If the group is approaching a red light, announce “slowing” to make sure riders behind you know you are reducing your speed. The light may change before you get to it or you may have to come to a complete stop. If you are coming to a stop sign, announce “stopping” since you have to come to a complete stop anyways. After starting up again, watch out for riders zig zagging while they try to clip back in and get up to speed. There are a few ways to avoid being that zig zagger:
- Practice clipping in without looking down and while holding your line
- Shift down to a much lower gear before you come to a stop.
- Don’t try to track-stand when stopped with other riders, no one cares how good you think you are
Really Big Groups
Centuries and charity rides can often start with really large groups (50-2000 riders).

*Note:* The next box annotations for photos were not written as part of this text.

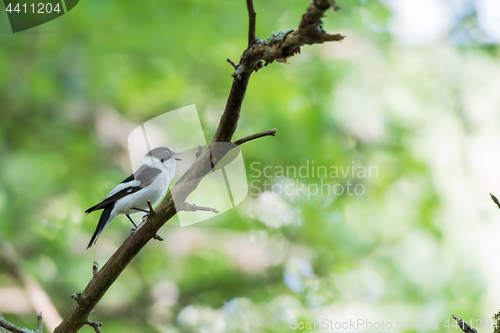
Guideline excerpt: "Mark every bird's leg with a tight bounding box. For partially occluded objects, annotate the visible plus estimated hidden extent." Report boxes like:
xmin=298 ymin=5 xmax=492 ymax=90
xmin=132 ymin=207 xmax=149 ymax=222
xmin=127 ymin=214 xmax=137 ymax=233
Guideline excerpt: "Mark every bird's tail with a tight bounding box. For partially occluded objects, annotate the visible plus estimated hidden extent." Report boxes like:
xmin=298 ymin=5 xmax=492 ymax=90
xmin=87 ymin=202 xmax=115 ymax=249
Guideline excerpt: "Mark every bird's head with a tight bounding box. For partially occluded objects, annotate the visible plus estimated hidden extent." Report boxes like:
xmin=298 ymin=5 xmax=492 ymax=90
xmin=143 ymin=147 xmax=180 ymax=172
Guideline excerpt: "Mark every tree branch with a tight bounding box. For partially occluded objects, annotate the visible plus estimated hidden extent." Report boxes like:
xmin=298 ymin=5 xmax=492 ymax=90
xmin=234 ymin=128 xmax=276 ymax=146
xmin=54 ymin=0 xmax=343 ymax=333
xmin=179 ymin=202 xmax=219 ymax=214
xmin=247 ymin=0 xmax=257 ymax=47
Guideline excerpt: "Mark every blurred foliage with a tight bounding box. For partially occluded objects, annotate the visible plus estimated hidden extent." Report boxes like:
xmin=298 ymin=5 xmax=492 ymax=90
xmin=0 ymin=0 xmax=500 ymax=332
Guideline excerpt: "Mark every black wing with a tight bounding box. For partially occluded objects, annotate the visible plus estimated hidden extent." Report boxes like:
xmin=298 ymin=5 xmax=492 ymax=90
xmin=85 ymin=165 xmax=161 ymax=214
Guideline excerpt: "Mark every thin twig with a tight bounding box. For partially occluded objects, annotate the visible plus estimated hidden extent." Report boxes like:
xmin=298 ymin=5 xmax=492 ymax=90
xmin=452 ymin=314 xmax=478 ymax=333
xmin=85 ymin=320 xmax=102 ymax=333
xmin=70 ymin=291 xmax=82 ymax=302
xmin=180 ymin=202 xmax=219 ymax=214
xmin=490 ymin=193 xmax=500 ymax=208
xmin=226 ymin=58 xmax=238 ymax=69
xmin=0 ymin=319 xmax=36 ymax=333
xmin=234 ymin=128 xmax=276 ymax=146
xmin=247 ymin=0 xmax=257 ymax=47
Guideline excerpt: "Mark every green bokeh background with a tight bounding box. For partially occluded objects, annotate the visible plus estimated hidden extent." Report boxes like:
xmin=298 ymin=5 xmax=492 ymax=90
xmin=0 ymin=0 xmax=500 ymax=332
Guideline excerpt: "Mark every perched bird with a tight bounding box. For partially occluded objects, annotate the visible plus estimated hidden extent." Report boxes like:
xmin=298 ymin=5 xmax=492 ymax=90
xmin=85 ymin=147 xmax=180 ymax=249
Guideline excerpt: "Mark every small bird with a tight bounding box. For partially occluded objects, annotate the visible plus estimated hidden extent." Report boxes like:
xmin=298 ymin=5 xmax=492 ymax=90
xmin=85 ymin=147 xmax=180 ymax=249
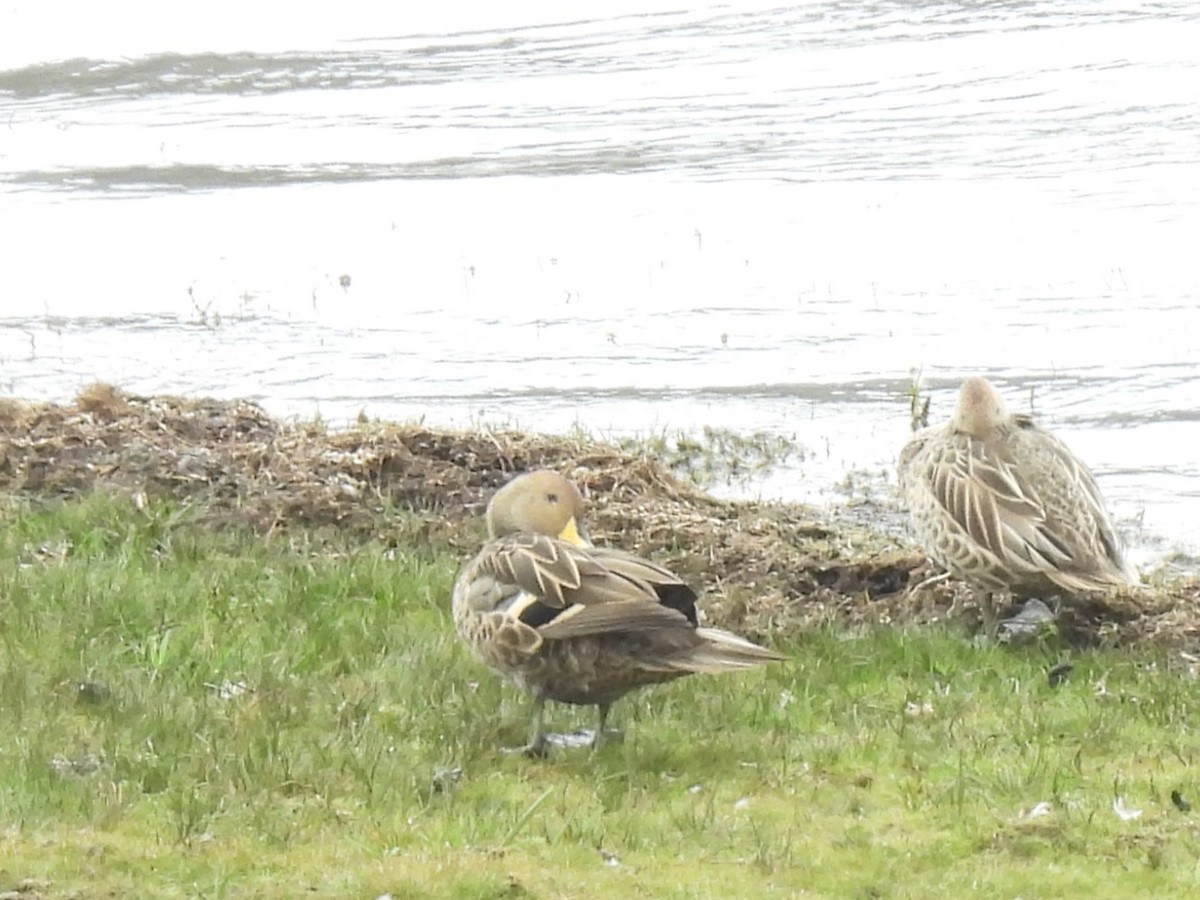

Ideally, you don’t want to have this as your very first experience riding in a group. It best to start out on a group ride of less than 10 people, but if you do find yourself riding with 300 of your closest friends, don’t worry, you’ll be ok. All of the above still applies and… you guessed it, communication is your best tool.
Most likely these rides will be organized and supported with aid stations and will require registration. Check with the organizer’s rules and ask if the roads will be open to traffic. Most likely, they will be unless it is a really big event. For rides with more than 500 people, you’ll probably be assigned into a wave of 50-100 others. This keeps things more manageable for the organizers and is generally more enjoyable and safer for the riders. Remember it’s a ride, not a race. You can push yourself hard, but it’s not worth getting yourself or others hurt. You are most vulnerable during the first 5-8 miles or until the group starts to spread out a little. Riding 4-6 abreast in the beginning is common, but might be illegal depending on other traffic. If you find yourself 6 abreast, change your speed to get out the situation to give yourself more room. It’s not worth it.
If there are aid stations, you’ll be expected stop and get off your bike before approaching the tables. If you decide to skip that station, keep your distance and slow down just like you would if you are passing pedestrians, because you are.
Cycling is a lot of fun and you are more visible to motorists in a group than riding solo. However, group riding can have its own risks. Communicate with the rest of your group and it should be smooth sailing for your first group ride.